At the time of her 1984 fame, Santmyer, aged 88, no longer remembered the novella, but a niece remembered seeing the manuscript, and a search was made for it amongst her papers.

The brief plot summary that Theresa Stevens, the writer character in Santmyer's "...And Ladies of the Club", gives for her second book describes a woman who remembers twenty years back a romance that she had been too young to understand at the time.

==Plot summary==
In 1935, Elizabeth Lake, a 41-year-old academic, feels compelled to return to Sunbury, Ohio, where she had sometimes stayed with her maternal grandparents as a child. Intending to do some professional writing, she runs into her cousin Tune, now in his 90s, whom she had not seen since she was last in Sunbury thirty years before. Tune tells Elizabeth she ought to write down the story of the old days of the town, which causes Elizabeth to recall her cousin Steve Van Doren and her own mistake that contributed to his death.

In 1905, twenty-one-year-old Steve arrives in Sunbury from Texas after the death of his father. He is only able to find a little bit of work. Eleven-year-old Elizabeth, who is staying in Sunbury, develops a crush on him. Steve falls in love with his cousin Damaris, but while Damaris is attracted to Steve, she is too frightened of uncertainty to contemplate marriage, and intends to become a nun.

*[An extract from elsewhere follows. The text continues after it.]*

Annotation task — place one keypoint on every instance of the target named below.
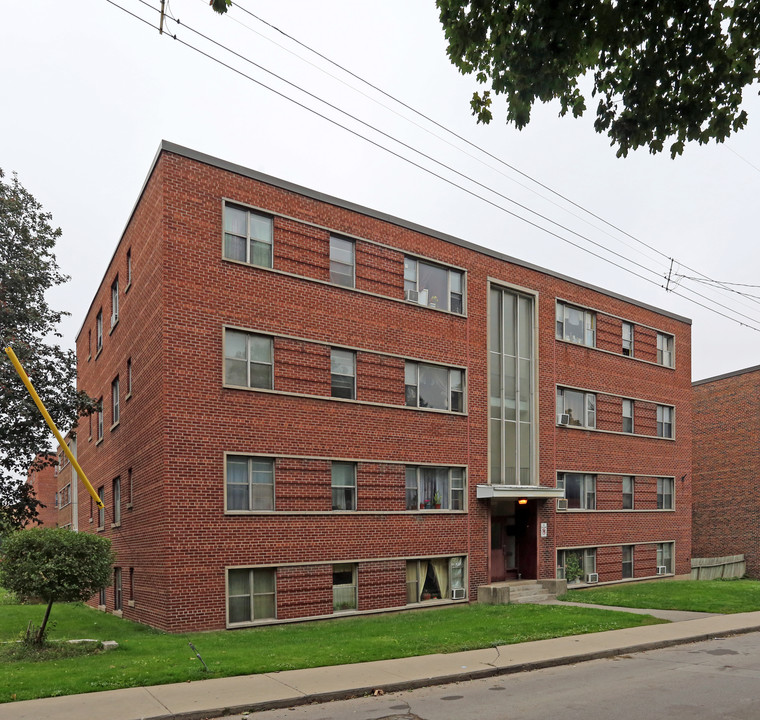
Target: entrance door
(503, 549)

Crazy cousin Tobias, called Tobe or Bias, who was wounded in the Battle of Chickamauga, is determined to dig up the thousand dollars in gold he is certain he buried after the Civil War, but he cannot remember the location. In order to "cure" Bias of his obsession, Steve buries his own complete earnings of a hundred dollars in gold coins, mixed with shiny pennies. Steve thinks that Bias, with his poor vision and hands, will be unable to tell the difference between the pennies and the additional gold. However, Bias does realize the difference, thinks someone has stolen from him, and becomes so angry that he hurls the coins down the outhouse toilet.

Elizabeth, hiding, overhears the last conversation between Steve and Damaris, in which Damaris rejects his marriage proposal while admitting that she loves him. The episode with the coins figures in her reasoning. Steve is dejected, but no one other than Elizabeth and Damaris knows why, and he announces that he plans to return to Texas. Damaris asks Elizabeth to pass on a message to Steve that she will "always be faithful". Elizabeth knows the message is meant to sound like a reference to Damaris' religion to everyone but Steve, who will understand that it refers to himself. Elizabeth does not pass on the message.

Steve disappears, leaving a note apologizing for not repeating his plans to return to Texas, since it would sound like he was asking for money. Elizabeth's grandmother is perplexed, until Elizabeth explains about the incident with Cousin Bias. Steve then dies in an accident while "riding the rods".

Elizabeth spends the following Christmas with her parents in England. They receive a letter from Sunbury, mentioning Damaris' upcoming marriage.

== Reception ==

Farewell, Summer is a novella that relieves its reader of emotional upheavals ... it amuses with fond childhood memories.
— Rose Russell Stewart, Toledo Blade

[It is a] stylistically dated but curiously engaging story...
— -, Kirkus Reviews

The author shines in her loving recollections of turn-of-the-century Ohio and her exploration of the ties that bind and break families.
— -, Publishers Weekly

Santmyer's fans will enjoy this slim, old-fashioned tale which pays careful attention to detail in describing family relationships.